Wolfgang, May I suggest a way to proceed by evaluating a vignetting curve and applying it to your problem panorama project:
If you have a nice blue sky during the day, go to some location with a clear view of a reasonably distant horizon (to avoid parallax effects).
Take 5 or 6 shots (raw, portrait, not bracketed, and no need to use a tripod unless to avoid camera shake) with the same aperture and focal length setting you have been using, full manual mode (no auto settings), and overlapping by 50% approximately. Angle the shots tilted upwards with just enough of the land below the horizon included at the bottom of the frame so that there will be features available for control points when the images are stitched together.
Convert raw images to tiff with the bare minimum of adjustments (no auto settings or vignetting adjustments).
Load the tiff images into PTGui and align with control points only on the distant horizon and optimize vignetting correction on the Exposure/HDR tab (in the automatic exposure and colour adjustment section). Hopefully, a good rendering of the sky will be obtained, in which case save the vignetting settings. If banding problems remain in the stitched output, then there's no point in carrying on to the next steps!

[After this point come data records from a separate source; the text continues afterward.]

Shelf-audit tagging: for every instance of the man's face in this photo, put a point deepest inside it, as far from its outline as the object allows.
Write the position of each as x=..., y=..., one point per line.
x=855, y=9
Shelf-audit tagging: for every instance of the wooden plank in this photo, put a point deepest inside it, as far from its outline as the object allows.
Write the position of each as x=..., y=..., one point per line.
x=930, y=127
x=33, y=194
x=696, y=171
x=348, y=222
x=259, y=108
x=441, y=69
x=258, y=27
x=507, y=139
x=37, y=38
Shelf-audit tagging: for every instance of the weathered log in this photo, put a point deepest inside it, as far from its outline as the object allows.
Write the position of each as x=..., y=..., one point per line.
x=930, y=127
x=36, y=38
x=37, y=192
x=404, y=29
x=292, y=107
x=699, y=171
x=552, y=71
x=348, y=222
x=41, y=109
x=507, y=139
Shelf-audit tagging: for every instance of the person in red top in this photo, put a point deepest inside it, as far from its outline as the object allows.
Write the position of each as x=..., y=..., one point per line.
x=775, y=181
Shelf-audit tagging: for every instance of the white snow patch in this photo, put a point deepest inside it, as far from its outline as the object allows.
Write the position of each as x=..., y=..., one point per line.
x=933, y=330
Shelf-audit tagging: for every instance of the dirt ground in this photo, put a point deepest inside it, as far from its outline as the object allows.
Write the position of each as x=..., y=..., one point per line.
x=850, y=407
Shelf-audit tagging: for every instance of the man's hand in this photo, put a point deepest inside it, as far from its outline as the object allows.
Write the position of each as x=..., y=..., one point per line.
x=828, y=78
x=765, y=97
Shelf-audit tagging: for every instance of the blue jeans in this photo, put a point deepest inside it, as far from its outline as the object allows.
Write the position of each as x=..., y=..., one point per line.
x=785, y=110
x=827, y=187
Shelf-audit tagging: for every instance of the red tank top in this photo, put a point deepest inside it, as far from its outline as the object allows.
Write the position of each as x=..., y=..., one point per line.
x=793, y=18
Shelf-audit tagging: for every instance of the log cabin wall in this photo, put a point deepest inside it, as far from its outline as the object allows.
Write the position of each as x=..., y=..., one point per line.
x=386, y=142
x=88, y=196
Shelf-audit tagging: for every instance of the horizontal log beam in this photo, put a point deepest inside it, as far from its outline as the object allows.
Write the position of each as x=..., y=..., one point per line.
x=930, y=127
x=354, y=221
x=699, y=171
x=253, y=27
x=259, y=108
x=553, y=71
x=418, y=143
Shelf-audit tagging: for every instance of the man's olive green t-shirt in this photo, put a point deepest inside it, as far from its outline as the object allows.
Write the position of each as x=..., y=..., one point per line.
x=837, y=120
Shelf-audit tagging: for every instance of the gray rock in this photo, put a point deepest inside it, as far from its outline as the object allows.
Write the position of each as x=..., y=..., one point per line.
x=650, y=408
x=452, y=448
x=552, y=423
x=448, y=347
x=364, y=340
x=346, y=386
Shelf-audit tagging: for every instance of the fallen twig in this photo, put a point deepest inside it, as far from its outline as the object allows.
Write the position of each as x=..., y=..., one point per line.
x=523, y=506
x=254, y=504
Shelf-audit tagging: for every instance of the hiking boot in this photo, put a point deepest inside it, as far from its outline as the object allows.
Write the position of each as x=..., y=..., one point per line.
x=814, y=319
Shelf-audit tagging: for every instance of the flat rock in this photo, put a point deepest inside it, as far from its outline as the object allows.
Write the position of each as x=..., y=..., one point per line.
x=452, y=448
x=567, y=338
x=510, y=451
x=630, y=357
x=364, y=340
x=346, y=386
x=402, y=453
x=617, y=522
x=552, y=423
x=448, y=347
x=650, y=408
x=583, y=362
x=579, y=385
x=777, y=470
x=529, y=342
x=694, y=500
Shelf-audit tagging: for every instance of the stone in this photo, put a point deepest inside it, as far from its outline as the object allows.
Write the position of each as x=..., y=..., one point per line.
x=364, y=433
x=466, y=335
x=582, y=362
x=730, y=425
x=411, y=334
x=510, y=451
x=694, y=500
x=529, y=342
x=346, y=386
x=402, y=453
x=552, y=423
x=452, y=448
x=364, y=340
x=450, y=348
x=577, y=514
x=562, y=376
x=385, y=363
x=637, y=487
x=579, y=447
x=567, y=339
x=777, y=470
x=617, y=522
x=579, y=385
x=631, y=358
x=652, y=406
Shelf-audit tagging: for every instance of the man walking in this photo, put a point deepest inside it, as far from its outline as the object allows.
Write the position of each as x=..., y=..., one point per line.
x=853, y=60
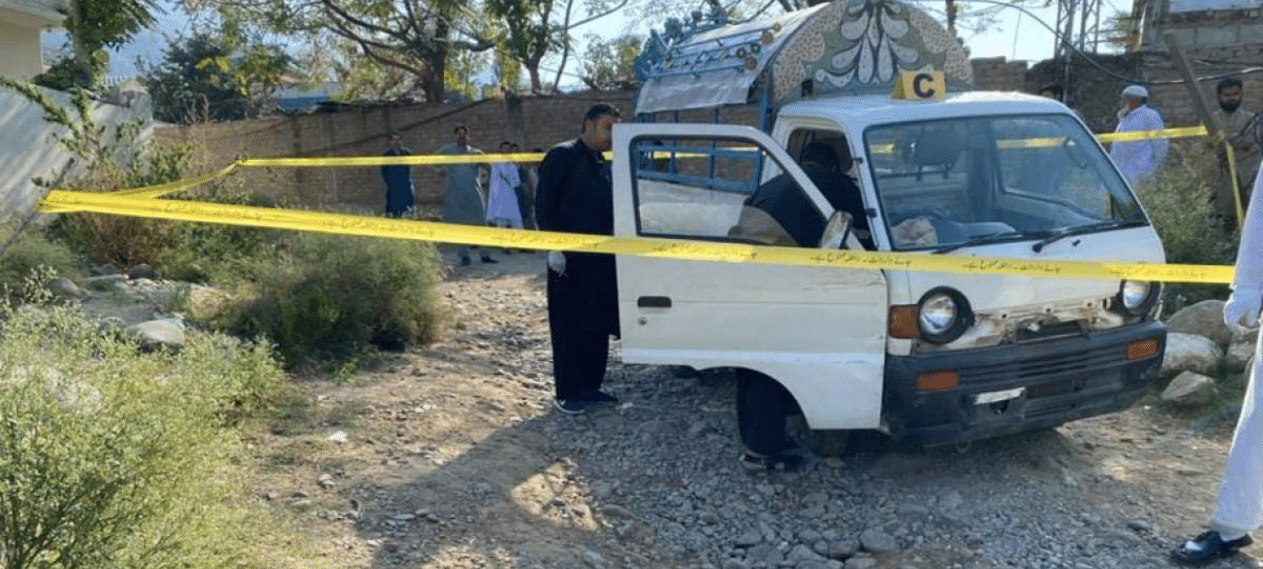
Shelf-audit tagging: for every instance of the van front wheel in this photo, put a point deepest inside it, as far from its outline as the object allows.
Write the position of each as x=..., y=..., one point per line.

Assuming all has gone well, apply these saved vignetting settings to one exposure set of images from your difficult panorama - i.e. a stitch with no HDR involvement.

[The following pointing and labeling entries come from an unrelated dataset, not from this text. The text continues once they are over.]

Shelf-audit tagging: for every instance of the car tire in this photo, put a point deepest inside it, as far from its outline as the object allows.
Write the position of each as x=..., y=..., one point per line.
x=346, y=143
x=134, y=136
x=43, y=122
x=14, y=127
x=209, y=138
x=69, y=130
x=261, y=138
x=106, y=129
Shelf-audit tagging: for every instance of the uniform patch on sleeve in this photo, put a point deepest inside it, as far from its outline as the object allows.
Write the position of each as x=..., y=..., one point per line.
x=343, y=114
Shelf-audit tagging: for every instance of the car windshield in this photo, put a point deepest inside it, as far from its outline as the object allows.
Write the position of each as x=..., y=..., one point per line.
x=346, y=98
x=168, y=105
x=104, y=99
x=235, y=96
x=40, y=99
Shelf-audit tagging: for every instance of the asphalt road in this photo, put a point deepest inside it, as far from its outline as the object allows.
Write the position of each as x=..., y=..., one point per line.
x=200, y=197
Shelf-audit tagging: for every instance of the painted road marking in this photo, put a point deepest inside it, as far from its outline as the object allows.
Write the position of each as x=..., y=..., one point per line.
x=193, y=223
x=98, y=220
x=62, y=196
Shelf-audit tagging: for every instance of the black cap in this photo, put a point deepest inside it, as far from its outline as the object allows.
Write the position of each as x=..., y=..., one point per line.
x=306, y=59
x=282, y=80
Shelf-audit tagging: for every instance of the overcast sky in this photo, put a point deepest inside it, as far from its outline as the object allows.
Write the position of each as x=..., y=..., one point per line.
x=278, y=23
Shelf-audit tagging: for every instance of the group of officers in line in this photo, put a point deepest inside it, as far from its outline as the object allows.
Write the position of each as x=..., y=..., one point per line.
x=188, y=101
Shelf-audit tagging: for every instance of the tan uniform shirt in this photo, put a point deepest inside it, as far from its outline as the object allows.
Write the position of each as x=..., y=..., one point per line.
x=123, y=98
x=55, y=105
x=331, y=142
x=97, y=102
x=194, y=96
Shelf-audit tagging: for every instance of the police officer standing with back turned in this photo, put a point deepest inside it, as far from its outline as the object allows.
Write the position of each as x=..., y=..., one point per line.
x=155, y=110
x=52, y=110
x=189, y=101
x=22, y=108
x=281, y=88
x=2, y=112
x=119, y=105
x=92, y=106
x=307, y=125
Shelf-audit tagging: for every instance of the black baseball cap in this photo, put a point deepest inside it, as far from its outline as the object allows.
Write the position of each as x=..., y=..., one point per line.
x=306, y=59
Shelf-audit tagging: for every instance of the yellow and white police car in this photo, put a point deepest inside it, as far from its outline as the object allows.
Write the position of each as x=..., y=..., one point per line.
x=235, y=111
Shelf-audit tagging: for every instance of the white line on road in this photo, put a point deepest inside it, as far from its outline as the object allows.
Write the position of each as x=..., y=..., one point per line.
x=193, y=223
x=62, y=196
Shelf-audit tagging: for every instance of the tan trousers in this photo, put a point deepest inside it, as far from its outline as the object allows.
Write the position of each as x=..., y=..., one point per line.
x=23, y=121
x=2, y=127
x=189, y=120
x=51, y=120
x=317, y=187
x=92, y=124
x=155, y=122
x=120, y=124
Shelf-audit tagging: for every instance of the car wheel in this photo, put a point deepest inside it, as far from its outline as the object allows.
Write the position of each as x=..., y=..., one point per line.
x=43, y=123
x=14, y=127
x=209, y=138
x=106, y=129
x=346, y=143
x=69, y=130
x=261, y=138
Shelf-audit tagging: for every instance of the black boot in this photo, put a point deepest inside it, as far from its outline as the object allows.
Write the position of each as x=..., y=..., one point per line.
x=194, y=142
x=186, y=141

Set the blending mode in the Panorama Editor window to "unblended", which will make brightness differences between neighbouring images very sharply evident.

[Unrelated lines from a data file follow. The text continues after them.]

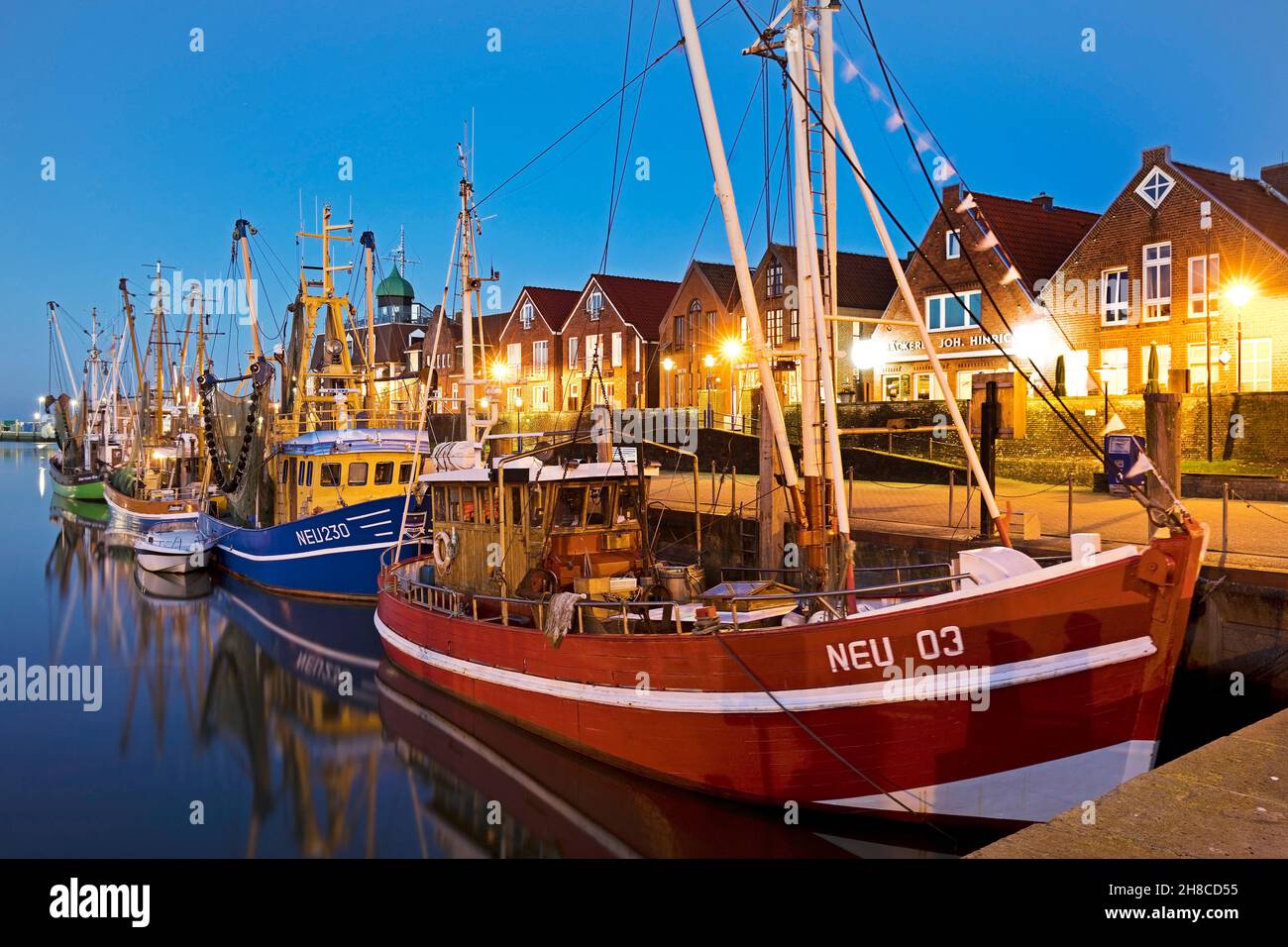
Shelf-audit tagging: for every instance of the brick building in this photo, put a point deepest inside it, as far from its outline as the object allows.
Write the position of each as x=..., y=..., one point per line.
x=1137, y=281
x=694, y=335
x=619, y=317
x=529, y=348
x=863, y=287
x=1017, y=247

Try optimizing just exposure on the Exposure/HDR tab, or if necessary, tweak the exposure offset parameters of individual images to match the images one by one to eliminate visible image boundaries. If it's possible to achieve this reasonably well, then when the blending mode is switched to blended, the result should be very good.
Based on previous reports, it seems likely that the result will not be perfect either, but if it is, you should be able to deal with all the images in an HDR project.